Еще некоторое время они смотрели друг на друга. Агнешка чувствовала, что внутри закипает неведомое доселе чувство, и в то же время ей было смешно, очень смешно. Теперь она уже не заплачет. Мужчина отвел глаза, повернувшись вполоборота.
– Хорошо. Я согласна.
Чашка с горячим кофе оборвалась и упала ему прямо на колени, залив прекрасные бежевые брюки финского костюма. Марек вскочил как ошпаренный, впрочем, он и был ошпаренный, причем в самом заветном, причинном месте. Не выпуская из пальцев отломившейся по неизвестной причине в самый неподходящий момент ручки от чашки, он принялся скакать по кабинету, не переставая кричать
– Ведьма! Ведьма! Меня предупреждали! Уходи! Я ненавижу тебя!
Она почувствовала, как кровь прилила к щекам. Стараясь сохранять спокойствие, Агнешка поставила пустую чашку и направилась к выходу.
За спиной крики не смолкали, и в распахнутую дверь ворвалась секретарь пана инженера. Вид Марека, пытающегося содрать с себя брюки с, казалось, до сих пор дымящимся кофейным пятном, заставил замереть на полпути. Мужчина уже мог только стонать сквозь льющиеся потоком слезы.
– Касю, Касю, помоги мне. Боже, как горячо!
– Помогите же горячему мужчине, пани. Может быть, там что-то еще удастся спасти.
Спустившись на один этаж, она ненадолго зашла в кабинет комсомольского начальника. Выйдя оттуда, она некоторое время просто постояла, покусывая губы. Потом поправила волосы и пошла на свое рабочее место.
Все последующие дни от нее шарахались и мужчины, и женщины. Произошедшее в кабинете инженера скоро стало темой обсуждения не только всего заводоуправления, но, вероятно, всего Гданьска. Во всяком случае, ей казалось, что в любом месте взгляды всех людей направлены только на нее. Гипотезы, видимо, выдвигались всякие, и это выливалось во вроде бы совсем невинные вопросы, задаваемые на бегу. Странные, липкие взгляды преследовали, пытаясь обнаружить нечто в поведении, в одежде, в походке. Всем было интересно, что же будет дальше. А у нее внутри все продолжало кипеть.
Мама не поднимала трубку. Где отец и что с ним, она тоже не знала. В комитете союза социалистической молодежи ей просто посоветовали заняться работой, все должно было проясниться. А сейчас не до этого. Всем на верфи было не до нее, Какая смешная мелочь, действительно.

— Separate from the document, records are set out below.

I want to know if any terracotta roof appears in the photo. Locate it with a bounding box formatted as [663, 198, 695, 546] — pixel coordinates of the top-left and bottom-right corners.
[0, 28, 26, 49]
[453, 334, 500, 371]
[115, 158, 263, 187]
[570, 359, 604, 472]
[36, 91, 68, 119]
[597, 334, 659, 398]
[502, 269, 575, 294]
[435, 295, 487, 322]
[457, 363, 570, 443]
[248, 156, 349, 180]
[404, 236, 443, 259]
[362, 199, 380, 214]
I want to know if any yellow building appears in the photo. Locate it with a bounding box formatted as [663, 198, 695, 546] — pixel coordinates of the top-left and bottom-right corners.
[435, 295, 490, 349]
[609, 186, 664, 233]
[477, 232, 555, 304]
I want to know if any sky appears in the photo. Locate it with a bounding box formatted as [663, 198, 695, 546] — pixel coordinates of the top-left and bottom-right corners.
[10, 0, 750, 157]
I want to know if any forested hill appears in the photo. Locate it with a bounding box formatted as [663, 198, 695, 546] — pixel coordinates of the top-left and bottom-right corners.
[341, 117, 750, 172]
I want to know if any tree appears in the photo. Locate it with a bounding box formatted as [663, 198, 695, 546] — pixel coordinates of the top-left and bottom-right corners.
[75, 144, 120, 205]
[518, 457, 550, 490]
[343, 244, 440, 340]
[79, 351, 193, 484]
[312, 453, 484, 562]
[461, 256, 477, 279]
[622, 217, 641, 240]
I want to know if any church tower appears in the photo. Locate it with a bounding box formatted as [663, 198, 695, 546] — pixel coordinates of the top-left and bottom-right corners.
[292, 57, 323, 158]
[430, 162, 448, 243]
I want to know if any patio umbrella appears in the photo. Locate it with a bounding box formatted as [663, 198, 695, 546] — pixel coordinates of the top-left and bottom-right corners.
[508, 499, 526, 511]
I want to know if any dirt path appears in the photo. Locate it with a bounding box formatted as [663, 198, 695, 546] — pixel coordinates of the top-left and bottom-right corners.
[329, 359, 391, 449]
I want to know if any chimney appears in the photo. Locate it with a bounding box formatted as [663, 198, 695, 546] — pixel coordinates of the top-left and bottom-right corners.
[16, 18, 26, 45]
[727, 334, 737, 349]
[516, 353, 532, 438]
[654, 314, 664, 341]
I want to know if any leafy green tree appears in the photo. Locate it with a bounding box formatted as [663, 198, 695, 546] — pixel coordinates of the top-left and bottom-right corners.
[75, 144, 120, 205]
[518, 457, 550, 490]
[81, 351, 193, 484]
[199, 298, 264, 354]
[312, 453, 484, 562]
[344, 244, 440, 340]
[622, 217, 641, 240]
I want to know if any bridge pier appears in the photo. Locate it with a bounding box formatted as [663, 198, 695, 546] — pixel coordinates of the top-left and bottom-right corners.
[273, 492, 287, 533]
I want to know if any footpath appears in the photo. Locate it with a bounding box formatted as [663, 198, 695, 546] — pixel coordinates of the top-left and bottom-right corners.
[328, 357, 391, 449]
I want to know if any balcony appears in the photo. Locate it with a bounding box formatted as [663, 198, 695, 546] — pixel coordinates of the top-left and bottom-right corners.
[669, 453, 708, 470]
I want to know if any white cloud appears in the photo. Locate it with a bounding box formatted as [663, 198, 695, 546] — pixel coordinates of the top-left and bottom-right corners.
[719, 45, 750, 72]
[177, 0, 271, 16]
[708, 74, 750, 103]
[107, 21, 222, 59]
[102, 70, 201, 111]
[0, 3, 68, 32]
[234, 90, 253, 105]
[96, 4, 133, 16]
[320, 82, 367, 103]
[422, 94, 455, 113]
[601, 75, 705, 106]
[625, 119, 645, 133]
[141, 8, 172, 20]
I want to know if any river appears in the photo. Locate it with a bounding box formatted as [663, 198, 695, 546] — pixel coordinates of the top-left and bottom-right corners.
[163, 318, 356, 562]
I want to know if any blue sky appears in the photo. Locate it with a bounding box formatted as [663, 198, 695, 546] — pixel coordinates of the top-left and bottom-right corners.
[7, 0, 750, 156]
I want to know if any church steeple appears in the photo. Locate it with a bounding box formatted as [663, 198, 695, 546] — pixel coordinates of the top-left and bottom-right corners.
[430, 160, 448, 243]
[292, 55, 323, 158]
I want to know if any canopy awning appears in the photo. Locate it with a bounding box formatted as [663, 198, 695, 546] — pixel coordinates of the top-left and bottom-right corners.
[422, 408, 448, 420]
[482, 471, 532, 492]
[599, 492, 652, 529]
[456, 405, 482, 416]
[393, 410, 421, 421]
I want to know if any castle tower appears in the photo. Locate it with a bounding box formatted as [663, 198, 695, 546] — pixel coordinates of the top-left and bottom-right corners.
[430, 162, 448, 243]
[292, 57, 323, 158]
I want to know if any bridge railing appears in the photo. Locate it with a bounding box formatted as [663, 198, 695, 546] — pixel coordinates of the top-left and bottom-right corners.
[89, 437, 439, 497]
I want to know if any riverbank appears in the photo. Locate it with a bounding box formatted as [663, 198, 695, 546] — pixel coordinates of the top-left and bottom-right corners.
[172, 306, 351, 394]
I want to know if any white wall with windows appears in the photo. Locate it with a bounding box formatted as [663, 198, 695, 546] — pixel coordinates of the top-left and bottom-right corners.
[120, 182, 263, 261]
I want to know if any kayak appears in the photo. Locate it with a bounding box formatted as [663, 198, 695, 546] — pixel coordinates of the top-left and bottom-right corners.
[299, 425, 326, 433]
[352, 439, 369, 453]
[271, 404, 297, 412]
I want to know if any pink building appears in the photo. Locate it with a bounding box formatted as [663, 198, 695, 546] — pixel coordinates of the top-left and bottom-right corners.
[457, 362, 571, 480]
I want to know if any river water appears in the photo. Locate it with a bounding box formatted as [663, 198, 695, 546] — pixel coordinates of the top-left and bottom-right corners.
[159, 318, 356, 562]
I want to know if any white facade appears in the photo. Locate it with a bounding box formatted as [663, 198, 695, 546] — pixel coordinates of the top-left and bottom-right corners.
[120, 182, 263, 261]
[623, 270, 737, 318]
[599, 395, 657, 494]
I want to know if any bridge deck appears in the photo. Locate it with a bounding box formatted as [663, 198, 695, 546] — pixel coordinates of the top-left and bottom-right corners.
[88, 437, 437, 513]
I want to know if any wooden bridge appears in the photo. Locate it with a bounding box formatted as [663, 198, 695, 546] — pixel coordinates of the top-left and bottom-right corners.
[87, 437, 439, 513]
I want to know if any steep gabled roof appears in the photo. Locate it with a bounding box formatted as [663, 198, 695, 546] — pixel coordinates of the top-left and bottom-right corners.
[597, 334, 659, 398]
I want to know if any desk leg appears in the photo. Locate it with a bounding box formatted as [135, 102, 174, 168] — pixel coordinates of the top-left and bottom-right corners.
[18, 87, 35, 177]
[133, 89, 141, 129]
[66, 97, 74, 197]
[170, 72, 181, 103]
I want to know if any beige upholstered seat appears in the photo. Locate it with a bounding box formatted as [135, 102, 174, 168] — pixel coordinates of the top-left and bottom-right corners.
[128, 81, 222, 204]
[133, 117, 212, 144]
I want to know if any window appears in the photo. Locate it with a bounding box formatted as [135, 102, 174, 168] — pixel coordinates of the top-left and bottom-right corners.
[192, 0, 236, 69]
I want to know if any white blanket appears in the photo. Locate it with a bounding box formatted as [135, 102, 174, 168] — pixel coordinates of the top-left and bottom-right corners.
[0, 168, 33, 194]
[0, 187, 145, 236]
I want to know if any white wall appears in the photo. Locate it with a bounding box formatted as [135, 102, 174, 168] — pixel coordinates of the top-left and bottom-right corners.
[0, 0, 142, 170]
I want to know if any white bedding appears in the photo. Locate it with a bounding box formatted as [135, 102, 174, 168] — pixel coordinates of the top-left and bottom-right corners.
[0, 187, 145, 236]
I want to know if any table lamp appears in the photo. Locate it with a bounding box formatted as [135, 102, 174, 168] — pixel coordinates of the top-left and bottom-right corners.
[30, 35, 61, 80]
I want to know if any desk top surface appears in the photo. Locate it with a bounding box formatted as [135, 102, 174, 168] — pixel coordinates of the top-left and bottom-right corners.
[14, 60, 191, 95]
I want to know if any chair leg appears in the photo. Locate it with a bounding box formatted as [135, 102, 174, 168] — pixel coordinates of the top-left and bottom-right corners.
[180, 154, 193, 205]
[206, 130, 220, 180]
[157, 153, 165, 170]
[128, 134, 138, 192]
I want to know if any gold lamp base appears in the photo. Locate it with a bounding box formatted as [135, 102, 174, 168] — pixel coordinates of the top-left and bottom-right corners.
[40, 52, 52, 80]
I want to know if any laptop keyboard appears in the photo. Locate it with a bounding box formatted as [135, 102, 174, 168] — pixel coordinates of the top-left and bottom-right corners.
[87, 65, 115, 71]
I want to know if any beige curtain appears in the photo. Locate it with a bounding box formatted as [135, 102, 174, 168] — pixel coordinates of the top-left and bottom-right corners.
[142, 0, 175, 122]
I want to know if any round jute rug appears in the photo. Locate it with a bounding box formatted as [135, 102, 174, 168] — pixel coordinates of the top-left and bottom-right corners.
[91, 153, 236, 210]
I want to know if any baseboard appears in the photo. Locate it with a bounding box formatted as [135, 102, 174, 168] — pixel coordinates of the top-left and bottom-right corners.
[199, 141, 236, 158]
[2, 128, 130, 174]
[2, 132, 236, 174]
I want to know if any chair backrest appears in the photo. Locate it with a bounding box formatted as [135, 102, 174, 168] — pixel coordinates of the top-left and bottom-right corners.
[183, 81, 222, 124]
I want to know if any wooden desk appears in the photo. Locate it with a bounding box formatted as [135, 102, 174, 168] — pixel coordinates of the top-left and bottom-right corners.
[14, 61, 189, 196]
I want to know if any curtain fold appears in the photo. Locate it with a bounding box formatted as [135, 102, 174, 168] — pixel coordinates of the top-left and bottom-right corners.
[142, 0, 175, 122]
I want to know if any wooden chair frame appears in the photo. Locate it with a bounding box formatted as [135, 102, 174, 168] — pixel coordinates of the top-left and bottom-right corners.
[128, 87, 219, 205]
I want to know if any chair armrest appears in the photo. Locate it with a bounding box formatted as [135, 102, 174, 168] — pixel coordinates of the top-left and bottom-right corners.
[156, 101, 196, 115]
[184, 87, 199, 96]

Она ходила в костел Святого Ежего на утреннюю мессу. Пыталась найти в себе силы успокоиться, и не могла. А сегодня вообще узнала, что Марек поспешно выписался из больницы и собирается обязательно присутствовать на церемонии присвоения имени судна. К церемонии, на самом деле, было уже все готово, хотя работы на красавце супертраулере не прекращались ни на минуту в две смены. Из окна своего кабинета она с непривычным равнодушием рассматривала корпус судна на спусковом стапеле. Потом прикрывала глаза рукой, ведь так можно было поймать “зайчика” от многочисленных сварочных огней. Это судно – в нем весь главный инженер, вся его карьера, все надежды. Ага улыбнулась. А ведь через три дня здесь будут все официальные лица. Его триумф. И ее трагедия. Усмешка на лице превратилась в гримаску, девушка сузила глаза. Конечно, она ведь тоже инженер. И не только.
В этот вечер Агнешка засиделась за чертежами допоздна. И на следующий день позвонила в Политехнику. Съездила, проверила расчеты. Поговорила с профессором Добжиньским с кафедры технологии металлов. Зашла на свою кафедру химии.
К вечеру третьего дня она уже была готова. Марек не пытался с нею связаться, что было неудивительно. Но все-таки хотелось оставить ему шанс. Все эти дни он допоздна был на верфи. Сам следил за работами. Проверял малейшие нюансы. Инженеры из отдела контроля могли вообще не приходить. Вот и сейчас, кажется, можно различить его белую каску на палубе судна. Ну что же, она попытается.
Агнешка обошла стороной трибуну почетных гостей, сооруженную у борта судна. Туда она вернется позже. Подъем по трапам на лесах на высоту четвертого этажа было обычным делом, но сейчас почему-то дался ей тяжело. Сердце колотилось в каком-то особом, рваном ритме. И с каждой минутой девушка двигалась все медленнее.